I felt, rather than heard, the blow she landed. The shock went through him and his fingers slackened. The weight of his body fell onto me as we splashed into the water, and I could finally breathe. When I resurfaced, another man knelt beside Iris hauling my unconscious murderer out of the water.

“Iris!” his deep voice called up. He stood and placed his hands on her face. “Did he harm you?”

Panic flooded through me. I’d come here to rescue her, thinking I had the power to kill this man with only my love for Iris. She looked afraid, but not desperate.

“No,” she panted, “He tried to kill Arminda.”

I pulled myself up out of the water, eager to make our escape, not wanting Iris to change her mind but unsure if I could manage another battle.

“I’m sorry,” she murmured to him. “But it’s time for me to go. For us to go.” She spoke firmly and steadily, to my surprise.

“I see,” he said and cast his gaze over me. Then he murmured, “So this is her?”

“Yes,” she said, still unwavering. 

He nodded darkly and I braced myself for him to leap at me, drag me back up to the house or throttle me on the spot.
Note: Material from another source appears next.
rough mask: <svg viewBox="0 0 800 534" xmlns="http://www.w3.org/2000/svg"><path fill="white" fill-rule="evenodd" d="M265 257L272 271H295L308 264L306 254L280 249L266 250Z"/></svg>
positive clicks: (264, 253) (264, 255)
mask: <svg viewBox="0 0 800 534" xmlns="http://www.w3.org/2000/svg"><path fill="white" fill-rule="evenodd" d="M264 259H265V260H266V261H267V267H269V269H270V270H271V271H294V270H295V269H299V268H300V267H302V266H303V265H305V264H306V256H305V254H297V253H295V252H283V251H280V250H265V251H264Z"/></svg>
He moved suddenly and I flinched, but he slowed and went into the adjoining room. I worked swiftly to unwind the ropes of the nearest boat. The man returned with several heavy bags and placed them in a wicker basket stashed under the seat in the boat. He took the blanket that Iris had stroked and placed it over her shoulders. They spent a few moments regarding one another and something wordless passed between them. He addressed us both then. “There’s enough money there to get you started comfortably, far away. I can hold him off until the morning, but you should be on your way by tomorrow.”

He helped Iris into the boat with trembling hands and pushed us away into the night. He was right that someone would be chasing us by the morning, but I knew it wouldn’t be the Earl.